This, too, struck home, and the doctor winced, but what he said was, “You fooled me for a whole week, and the town knows it; do you think I can forgive you for that?”
“I don’t care whether you forgive me,” replied Grizel at once.
“Nor do I care whether you care,” he rapped out, all the time wishing he could strike himself; “but I’m the doctor of this place, and when your mother was ill you should have come straight to me. What had I done that you should be afraid of me?”
“I am not afraid of you,” she replied, “I am not afraid of anyone, but mamma was afraid of you because she knew you had said cruel things about her, and I thought—I won’t tell you what I thought.” But with a little pressing she changed her mind and told him. “I was not sure whether you would come to see her, though I asked you, and if you came I knew you would tell her she was dying, and that would have made her scream. And that is not all, I thought you might tell her that she would be buried with a stake through her—”
“Oh, these blackguard laddies!” cried McQueen, clenching his fists.
“And so I dared not tell you,” Grizel concluded calmly; “I am not frightened at you, but I was frightened you would hurt my dear darling mamma,” and she went and stood defiantly between him and her mother.
The doctor moved up and down the room, crying, “How did I not know of this, why was I not told?” and he knew that the fault had been his own, and so was furious when Grizel told him so.

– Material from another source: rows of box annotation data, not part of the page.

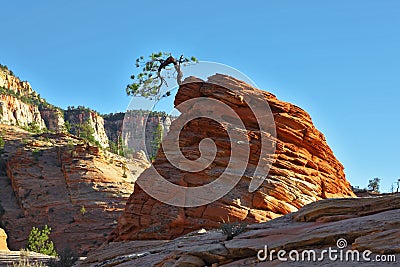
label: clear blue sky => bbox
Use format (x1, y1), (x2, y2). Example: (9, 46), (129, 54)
(0, 0), (400, 191)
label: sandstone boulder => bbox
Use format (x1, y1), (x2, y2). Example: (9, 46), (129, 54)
(0, 228), (8, 250)
(80, 194), (400, 267)
(109, 75), (355, 241)
(0, 125), (148, 255)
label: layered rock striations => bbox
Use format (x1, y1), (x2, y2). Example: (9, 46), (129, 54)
(0, 66), (108, 148)
(0, 68), (46, 128)
(109, 75), (355, 241)
(103, 110), (174, 156)
(0, 125), (147, 255)
(79, 194), (400, 267)
(64, 107), (109, 148)
(0, 228), (8, 251)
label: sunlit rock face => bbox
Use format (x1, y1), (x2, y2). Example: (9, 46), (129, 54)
(109, 75), (355, 241)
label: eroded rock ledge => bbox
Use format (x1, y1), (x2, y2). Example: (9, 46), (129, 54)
(80, 194), (400, 267)
(109, 75), (355, 241)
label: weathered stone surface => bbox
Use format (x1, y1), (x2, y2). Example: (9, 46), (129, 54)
(0, 251), (54, 267)
(79, 194), (400, 267)
(103, 110), (174, 160)
(0, 68), (46, 128)
(0, 125), (147, 255)
(40, 108), (65, 133)
(0, 228), (8, 250)
(64, 107), (109, 148)
(109, 75), (355, 241)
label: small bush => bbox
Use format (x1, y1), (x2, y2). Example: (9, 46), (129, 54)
(26, 225), (57, 256)
(48, 248), (78, 267)
(80, 206), (87, 216)
(32, 148), (42, 161)
(221, 221), (247, 240)
(7, 249), (45, 267)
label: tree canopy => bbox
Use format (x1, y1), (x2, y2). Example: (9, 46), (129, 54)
(126, 52), (197, 100)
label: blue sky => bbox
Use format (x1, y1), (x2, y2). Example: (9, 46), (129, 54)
(0, 0), (400, 191)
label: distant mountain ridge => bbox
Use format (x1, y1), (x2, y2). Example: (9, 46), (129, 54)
(0, 64), (170, 155)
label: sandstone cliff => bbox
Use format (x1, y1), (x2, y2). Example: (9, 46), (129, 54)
(79, 194), (400, 267)
(0, 68), (46, 128)
(0, 125), (147, 255)
(0, 66), (108, 148)
(0, 228), (8, 251)
(64, 107), (109, 148)
(103, 110), (174, 159)
(109, 75), (355, 241)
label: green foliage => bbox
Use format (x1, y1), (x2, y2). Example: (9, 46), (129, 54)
(48, 248), (78, 267)
(26, 225), (57, 256)
(368, 177), (381, 193)
(79, 206), (87, 216)
(32, 148), (42, 161)
(0, 135), (6, 154)
(74, 120), (101, 147)
(126, 52), (197, 99)
(7, 249), (45, 267)
(221, 221), (247, 240)
(21, 121), (44, 134)
(64, 121), (71, 133)
(0, 64), (18, 78)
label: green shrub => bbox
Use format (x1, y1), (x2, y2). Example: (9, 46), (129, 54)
(32, 148), (42, 161)
(7, 249), (45, 267)
(221, 221), (247, 240)
(26, 225), (57, 256)
(48, 248), (78, 267)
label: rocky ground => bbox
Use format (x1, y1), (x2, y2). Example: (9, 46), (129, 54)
(0, 125), (148, 255)
(79, 194), (400, 267)
(109, 75), (355, 241)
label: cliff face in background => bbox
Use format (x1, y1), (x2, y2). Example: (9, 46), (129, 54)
(0, 125), (148, 255)
(0, 228), (8, 251)
(0, 68), (46, 128)
(104, 110), (174, 156)
(64, 107), (109, 148)
(109, 75), (355, 241)
(0, 68), (108, 148)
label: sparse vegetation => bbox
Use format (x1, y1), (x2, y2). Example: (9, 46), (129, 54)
(126, 52), (197, 100)
(79, 206), (87, 216)
(7, 249), (46, 267)
(48, 248), (78, 267)
(0, 135), (6, 154)
(26, 225), (57, 256)
(122, 163), (128, 178)
(32, 148), (42, 161)
(74, 120), (101, 147)
(368, 177), (381, 193)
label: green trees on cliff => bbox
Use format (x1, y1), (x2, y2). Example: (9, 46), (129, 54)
(26, 225), (57, 256)
(74, 120), (101, 147)
(126, 52), (197, 100)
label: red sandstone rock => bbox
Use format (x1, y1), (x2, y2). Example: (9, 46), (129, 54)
(109, 75), (355, 241)
(79, 194), (400, 267)
(0, 228), (8, 251)
(0, 125), (147, 255)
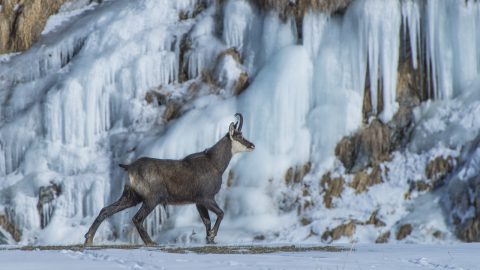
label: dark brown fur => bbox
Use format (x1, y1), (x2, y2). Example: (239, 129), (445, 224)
(85, 115), (255, 245)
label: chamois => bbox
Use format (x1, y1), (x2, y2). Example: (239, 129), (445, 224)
(85, 113), (255, 246)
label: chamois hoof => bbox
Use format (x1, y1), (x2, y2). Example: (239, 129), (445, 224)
(206, 230), (217, 244)
(145, 241), (158, 247)
(83, 235), (93, 247)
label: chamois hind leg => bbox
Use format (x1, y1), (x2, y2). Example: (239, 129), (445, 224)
(132, 202), (156, 246)
(196, 204), (212, 241)
(202, 199), (223, 244)
(85, 185), (141, 246)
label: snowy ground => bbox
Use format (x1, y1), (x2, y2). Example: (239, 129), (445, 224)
(0, 243), (480, 270)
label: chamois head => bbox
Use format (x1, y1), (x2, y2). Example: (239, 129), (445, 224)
(228, 113), (255, 155)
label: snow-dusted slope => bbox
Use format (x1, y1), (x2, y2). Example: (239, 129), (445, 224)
(0, 0), (480, 243)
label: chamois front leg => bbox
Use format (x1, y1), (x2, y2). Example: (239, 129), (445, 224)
(132, 202), (156, 246)
(196, 204), (212, 241)
(202, 199), (223, 244)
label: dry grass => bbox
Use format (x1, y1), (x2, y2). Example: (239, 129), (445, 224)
(5, 245), (347, 254)
(0, 0), (65, 53)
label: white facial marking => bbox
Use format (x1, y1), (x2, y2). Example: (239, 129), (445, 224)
(230, 137), (248, 156)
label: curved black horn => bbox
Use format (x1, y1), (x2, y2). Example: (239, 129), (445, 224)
(235, 113), (243, 131)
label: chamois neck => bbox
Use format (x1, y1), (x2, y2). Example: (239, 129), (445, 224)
(207, 134), (232, 173)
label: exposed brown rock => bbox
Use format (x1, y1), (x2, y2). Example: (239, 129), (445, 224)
(202, 69), (219, 92)
(320, 172), (345, 208)
(425, 156), (456, 187)
(285, 161), (312, 185)
(322, 220), (356, 241)
(163, 100), (181, 122)
(145, 90), (168, 105)
(335, 119), (391, 172)
(365, 210), (386, 227)
(217, 47), (243, 65)
(0, 0), (65, 54)
(349, 165), (382, 194)
(375, 231), (390, 244)
(456, 216), (480, 242)
(397, 224), (413, 240)
(335, 137), (357, 171)
(0, 215), (22, 242)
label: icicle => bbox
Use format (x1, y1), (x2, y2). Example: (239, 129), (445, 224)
(361, 0), (402, 121)
(401, 0), (420, 69)
(303, 12), (330, 59)
(223, 0), (253, 53)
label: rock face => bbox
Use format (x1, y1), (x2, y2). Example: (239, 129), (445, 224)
(375, 231), (390, 244)
(425, 156), (456, 187)
(349, 165), (382, 194)
(0, 215), (22, 242)
(0, 0), (65, 54)
(320, 173), (345, 208)
(335, 119), (392, 173)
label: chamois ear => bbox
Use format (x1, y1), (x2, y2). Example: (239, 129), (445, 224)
(228, 122), (235, 136)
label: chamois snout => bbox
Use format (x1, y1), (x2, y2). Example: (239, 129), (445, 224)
(229, 113), (255, 154)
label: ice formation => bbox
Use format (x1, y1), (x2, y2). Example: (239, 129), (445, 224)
(0, 0), (480, 244)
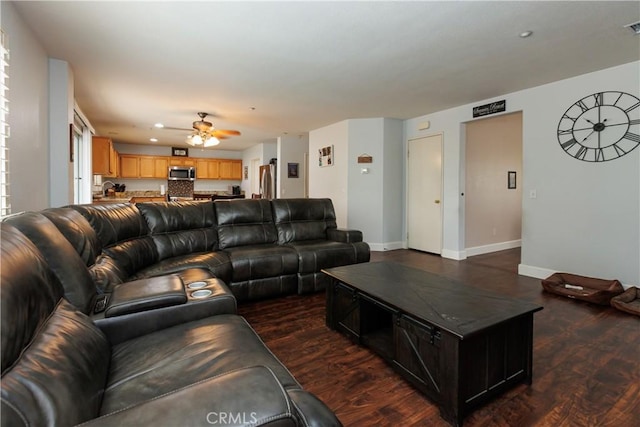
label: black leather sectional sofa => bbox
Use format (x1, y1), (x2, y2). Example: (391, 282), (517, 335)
(0, 199), (369, 426)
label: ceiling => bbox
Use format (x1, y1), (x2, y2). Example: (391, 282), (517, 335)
(10, 1), (640, 150)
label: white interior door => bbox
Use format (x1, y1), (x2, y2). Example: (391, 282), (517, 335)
(407, 134), (443, 254)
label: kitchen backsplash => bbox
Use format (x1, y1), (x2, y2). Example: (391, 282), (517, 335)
(167, 181), (193, 197)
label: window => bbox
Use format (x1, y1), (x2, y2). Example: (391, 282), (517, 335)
(0, 30), (11, 217)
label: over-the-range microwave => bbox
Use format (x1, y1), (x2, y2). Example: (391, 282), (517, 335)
(169, 166), (196, 181)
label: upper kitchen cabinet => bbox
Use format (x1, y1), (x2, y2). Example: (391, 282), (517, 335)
(219, 159), (242, 181)
(169, 157), (196, 166)
(91, 136), (118, 178)
(196, 159), (220, 179)
(120, 154), (169, 179)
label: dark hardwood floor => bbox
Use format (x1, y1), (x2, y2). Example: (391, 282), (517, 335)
(239, 249), (640, 427)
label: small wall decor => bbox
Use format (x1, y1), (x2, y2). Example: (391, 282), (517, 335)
(507, 171), (516, 190)
(318, 145), (333, 168)
(358, 154), (373, 163)
(287, 163), (298, 178)
(171, 147), (189, 157)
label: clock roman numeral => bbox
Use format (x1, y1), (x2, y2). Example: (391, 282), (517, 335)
(613, 144), (628, 157)
(623, 132), (640, 144)
(596, 148), (604, 162)
(576, 99), (589, 113)
(611, 92), (622, 105)
(593, 92), (604, 107)
(624, 102), (640, 113)
(575, 146), (589, 160)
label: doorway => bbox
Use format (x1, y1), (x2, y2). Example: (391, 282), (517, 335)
(407, 134), (443, 254)
(464, 112), (523, 256)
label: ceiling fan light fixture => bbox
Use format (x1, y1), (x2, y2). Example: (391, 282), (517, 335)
(204, 136), (220, 147)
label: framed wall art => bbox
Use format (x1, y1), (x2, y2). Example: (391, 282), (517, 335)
(287, 163), (298, 178)
(318, 145), (333, 168)
(507, 171), (516, 190)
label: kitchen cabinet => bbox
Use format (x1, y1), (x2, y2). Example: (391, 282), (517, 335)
(140, 156), (169, 178)
(116, 154), (242, 181)
(91, 136), (118, 178)
(169, 157), (196, 166)
(196, 159), (220, 179)
(120, 154), (140, 178)
(218, 159), (242, 181)
(120, 154), (169, 179)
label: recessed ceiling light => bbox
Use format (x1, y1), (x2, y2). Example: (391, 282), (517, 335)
(624, 21), (640, 35)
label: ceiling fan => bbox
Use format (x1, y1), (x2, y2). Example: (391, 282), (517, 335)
(165, 112), (240, 147)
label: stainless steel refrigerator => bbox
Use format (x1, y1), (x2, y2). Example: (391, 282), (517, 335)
(260, 159), (278, 200)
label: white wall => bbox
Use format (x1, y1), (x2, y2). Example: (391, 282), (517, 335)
(0, 1), (50, 212)
(309, 118), (403, 251)
(309, 120), (348, 228)
(49, 58), (75, 207)
(382, 119), (406, 250)
(277, 134), (309, 199)
(404, 62), (640, 284)
(240, 141), (278, 198)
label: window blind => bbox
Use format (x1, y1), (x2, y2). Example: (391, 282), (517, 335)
(0, 29), (11, 216)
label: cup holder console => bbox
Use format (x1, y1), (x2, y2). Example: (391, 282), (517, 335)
(187, 281), (207, 289)
(191, 289), (213, 298)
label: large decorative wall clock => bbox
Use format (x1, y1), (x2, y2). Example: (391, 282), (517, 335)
(558, 91), (640, 162)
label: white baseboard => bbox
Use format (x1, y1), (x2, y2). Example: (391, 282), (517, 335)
(367, 242), (405, 252)
(518, 264), (556, 279)
(466, 239), (522, 256)
(440, 249), (467, 261)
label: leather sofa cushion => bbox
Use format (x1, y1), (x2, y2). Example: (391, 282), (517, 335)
(224, 244), (298, 282)
(42, 208), (102, 266)
(271, 199), (337, 244)
(2, 300), (110, 426)
(5, 212), (96, 313)
(81, 366), (298, 427)
(70, 203), (149, 248)
(129, 252), (231, 282)
(136, 202), (218, 260)
(101, 314), (300, 414)
(0, 226), (63, 372)
(214, 199), (278, 249)
(287, 240), (356, 274)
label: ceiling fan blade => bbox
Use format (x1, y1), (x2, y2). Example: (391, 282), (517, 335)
(160, 126), (193, 132)
(212, 129), (241, 137)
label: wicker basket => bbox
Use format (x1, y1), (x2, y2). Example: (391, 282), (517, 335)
(542, 273), (624, 305)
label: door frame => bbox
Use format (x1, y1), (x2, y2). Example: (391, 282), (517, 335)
(404, 132), (445, 256)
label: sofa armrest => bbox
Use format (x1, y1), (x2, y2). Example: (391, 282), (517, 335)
(327, 228), (362, 243)
(81, 366), (297, 427)
(104, 275), (187, 317)
(91, 278), (237, 345)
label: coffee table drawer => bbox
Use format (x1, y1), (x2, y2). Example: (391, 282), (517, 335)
(393, 315), (447, 403)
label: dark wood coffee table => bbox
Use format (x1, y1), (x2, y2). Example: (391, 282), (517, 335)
(322, 262), (542, 426)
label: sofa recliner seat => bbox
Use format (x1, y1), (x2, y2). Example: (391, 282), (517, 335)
(0, 210), (340, 426)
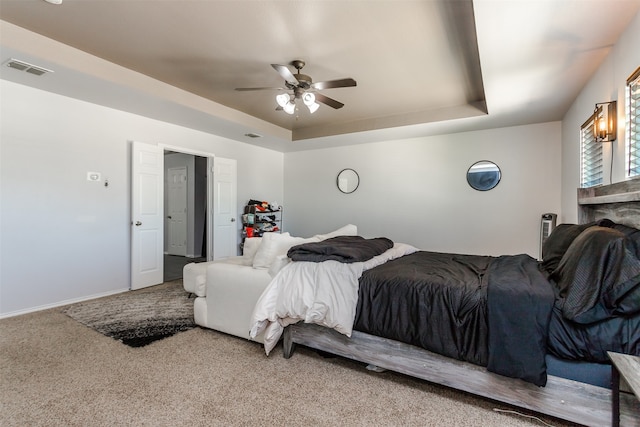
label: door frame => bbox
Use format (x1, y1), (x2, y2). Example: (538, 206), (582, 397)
(158, 144), (215, 261)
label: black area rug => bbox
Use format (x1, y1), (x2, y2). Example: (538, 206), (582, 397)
(63, 280), (196, 347)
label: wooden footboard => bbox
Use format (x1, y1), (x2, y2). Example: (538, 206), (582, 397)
(284, 323), (640, 426)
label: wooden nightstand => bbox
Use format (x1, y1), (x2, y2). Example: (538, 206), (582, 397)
(607, 351), (640, 427)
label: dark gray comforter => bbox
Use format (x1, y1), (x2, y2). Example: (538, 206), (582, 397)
(287, 236), (393, 263)
(354, 251), (554, 385)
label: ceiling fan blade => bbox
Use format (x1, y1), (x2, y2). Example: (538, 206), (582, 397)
(315, 93), (344, 110)
(271, 64), (298, 86)
(235, 87), (286, 92)
(311, 78), (357, 90)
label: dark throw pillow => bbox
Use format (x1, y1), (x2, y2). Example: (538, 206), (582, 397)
(542, 223), (594, 273)
(551, 226), (640, 324)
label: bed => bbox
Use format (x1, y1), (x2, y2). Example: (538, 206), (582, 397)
(250, 181), (640, 425)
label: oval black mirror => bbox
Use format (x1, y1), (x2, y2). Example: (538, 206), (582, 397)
(336, 169), (360, 194)
(467, 160), (502, 191)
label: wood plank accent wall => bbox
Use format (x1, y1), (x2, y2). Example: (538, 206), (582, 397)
(578, 178), (640, 228)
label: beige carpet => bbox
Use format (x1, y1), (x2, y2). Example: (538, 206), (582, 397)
(0, 282), (569, 427)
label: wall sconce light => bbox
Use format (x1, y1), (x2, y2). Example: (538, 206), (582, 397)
(593, 101), (618, 142)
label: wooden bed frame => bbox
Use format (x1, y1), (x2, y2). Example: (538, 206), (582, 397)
(284, 179), (640, 426)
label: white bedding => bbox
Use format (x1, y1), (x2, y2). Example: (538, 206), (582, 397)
(250, 243), (417, 355)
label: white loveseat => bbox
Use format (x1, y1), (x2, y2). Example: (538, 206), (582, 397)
(183, 224), (358, 342)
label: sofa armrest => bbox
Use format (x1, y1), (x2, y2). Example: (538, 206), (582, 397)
(182, 256), (252, 297)
(206, 263), (271, 339)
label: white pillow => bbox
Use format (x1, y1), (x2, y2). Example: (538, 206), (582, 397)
(253, 233), (307, 268)
(242, 237), (262, 260)
(269, 237), (320, 277)
(313, 224), (358, 240)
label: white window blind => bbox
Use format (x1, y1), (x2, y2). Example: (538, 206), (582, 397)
(626, 67), (640, 177)
(580, 113), (602, 188)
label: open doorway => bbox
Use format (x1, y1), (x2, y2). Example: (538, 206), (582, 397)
(164, 149), (209, 282)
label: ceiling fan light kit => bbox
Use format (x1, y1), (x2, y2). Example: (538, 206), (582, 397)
(236, 59), (357, 114)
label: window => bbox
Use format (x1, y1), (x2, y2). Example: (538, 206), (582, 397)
(580, 113), (602, 188)
(626, 67), (640, 177)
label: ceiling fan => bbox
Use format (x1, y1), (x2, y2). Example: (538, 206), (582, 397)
(236, 59), (356, 114)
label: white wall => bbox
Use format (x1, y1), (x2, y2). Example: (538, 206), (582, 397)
(284, 122), (560, 258)
(0, 80), (284, 315)
(561, 14), (640, 223)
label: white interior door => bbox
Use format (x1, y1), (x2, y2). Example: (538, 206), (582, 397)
(167, 167), (187, 256)
(131, 141), (164, 289)
(213, 157), (239, 259)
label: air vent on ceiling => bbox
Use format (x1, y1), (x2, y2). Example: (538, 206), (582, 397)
(6, 58), (53, 76)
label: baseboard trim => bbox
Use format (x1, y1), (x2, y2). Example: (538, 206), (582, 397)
(0, 288), (129, 319)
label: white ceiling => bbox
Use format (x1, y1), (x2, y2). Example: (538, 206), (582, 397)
(0, 0), (640, 152)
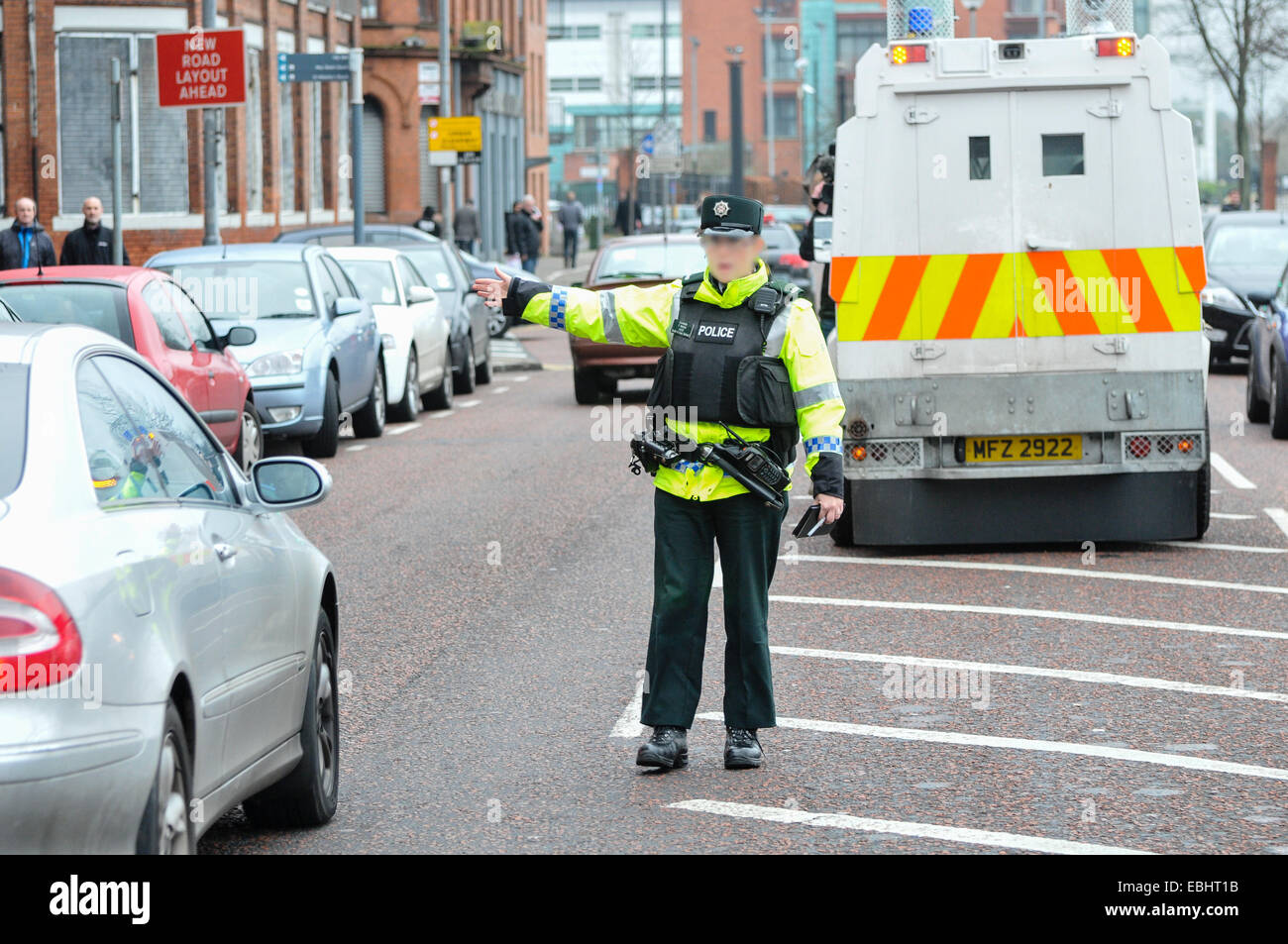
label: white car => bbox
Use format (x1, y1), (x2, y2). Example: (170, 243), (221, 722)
(331, 246), (454, 421)
(0, 323), (340, 854)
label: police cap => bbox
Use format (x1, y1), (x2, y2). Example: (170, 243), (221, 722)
(699, 193), (765, 236)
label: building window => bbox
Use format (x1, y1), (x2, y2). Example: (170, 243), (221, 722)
(56, 34), (188, 214)
(765, 93), (798, 138)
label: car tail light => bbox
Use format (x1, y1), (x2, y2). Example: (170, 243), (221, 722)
(890, 43), (927, 65)
(0, 568), (81, 691)
(1096, 36), (1136, 55)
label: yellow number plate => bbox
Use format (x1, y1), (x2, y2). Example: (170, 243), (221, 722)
(966, 435), (1082, 463)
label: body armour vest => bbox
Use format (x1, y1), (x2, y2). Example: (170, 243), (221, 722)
(648, 273), (796, 432)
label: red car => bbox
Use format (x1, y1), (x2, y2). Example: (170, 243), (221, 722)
(0, 265), (265, 469)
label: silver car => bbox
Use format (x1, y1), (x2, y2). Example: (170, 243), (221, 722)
(0, 321), (339, 853)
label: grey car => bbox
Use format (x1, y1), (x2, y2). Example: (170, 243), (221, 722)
(0, 322), (339, 853)
(147, 242), (386, 459)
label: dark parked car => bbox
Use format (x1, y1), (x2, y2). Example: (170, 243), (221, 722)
(274, 223), (491, 393)
(568, 233), (707, 404)
(1246, 260), (1288, 439)
(1199, 210), (1288, 364)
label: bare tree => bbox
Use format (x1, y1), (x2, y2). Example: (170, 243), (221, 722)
(1180, 0), (1288, 206)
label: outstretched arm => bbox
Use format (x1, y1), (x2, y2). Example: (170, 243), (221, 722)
(473, 269), (682, 348)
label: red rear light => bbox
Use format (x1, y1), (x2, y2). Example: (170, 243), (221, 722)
(1096, 36), (1136, 55)
(0, 568), (81, 691)
(890, 43), (927, 65)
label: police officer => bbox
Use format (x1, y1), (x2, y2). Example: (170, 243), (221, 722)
(474, 196), (845, 769)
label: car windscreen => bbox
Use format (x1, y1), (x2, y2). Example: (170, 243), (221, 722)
(336, 259), (398, 305)
(0, 282), (134, 348)
(0, 364), (27, 498)
(155, 259), (317, 321)
(593, 240), (707, 282)
(398, 244), (466, 288)
(1200, 226), (1288, 270)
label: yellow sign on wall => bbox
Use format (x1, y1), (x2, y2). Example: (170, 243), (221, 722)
(429, 115), (483, 151)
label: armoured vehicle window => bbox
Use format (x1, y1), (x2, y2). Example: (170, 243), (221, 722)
(1042, 134), (1085, 176)
(970, 138), (993, 180)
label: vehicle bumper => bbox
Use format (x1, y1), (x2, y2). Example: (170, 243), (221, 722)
(0, 695), (164, 854)
(252, 377), (322, 437)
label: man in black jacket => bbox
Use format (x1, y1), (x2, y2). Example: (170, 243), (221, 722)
(58, 197), (130, 265)
(0, 197), (58, 269)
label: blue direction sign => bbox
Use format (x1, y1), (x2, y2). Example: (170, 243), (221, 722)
(277, 52), (351, 82)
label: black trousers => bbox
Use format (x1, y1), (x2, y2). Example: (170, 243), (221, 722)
(640, 488), (787, 728)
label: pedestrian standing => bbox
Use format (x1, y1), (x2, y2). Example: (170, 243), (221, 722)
(0, 197), (58, 269)
(559, 190), (587, 269)
(58, 197), (130, 265)
(474, 194), (845, 769)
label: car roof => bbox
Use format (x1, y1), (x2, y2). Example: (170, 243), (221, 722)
(327, 246), (402, 262)
(147, 242), (314, 266)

“Yes, it is,” she insisted, “you knew mamma was an unhappy lady, and that the people shouted things against her and terrified her; and you must have known, for everybody knew, that she was sometimes silly and wandered about all night, and you are a big strong man, and so you should have been sorry for her; and if you had been sorry you would have come to see her and been kind to her, and then you would have found it all out.”
“Have done, lassie!” he said, half angrily, half beseechingly, but she did not understand that he was suffering, and she went on, relentlessly: “And you knew that bad men used to come to see her at night—they have not come for a long time—but you never tried to stop their coming, and I could have stopped it if I had known they were bad; but I did not know at first, and I was only a little girl, and you should have told me.”
“Have done!” It was all that he could say, for like many he had heard of men visiting the Painted Lady by stealth, and he had only wondered, with other gossips, who they were.
He crossed again to the side of the dead woman, “And Ballingall’s was the only corpse you ever saw straiked?” he said in wonder, she had done her work so well. But he was not doubting her; he knew already that this girl was clothed in truthfulness.
“Was it you that kept this house so clean?” he asked, almost irritably, for he himself was the one undusted, neglected-looking thing in it, and he was suddenly conscious of his frayed wristband and of buttons hanging by a thread.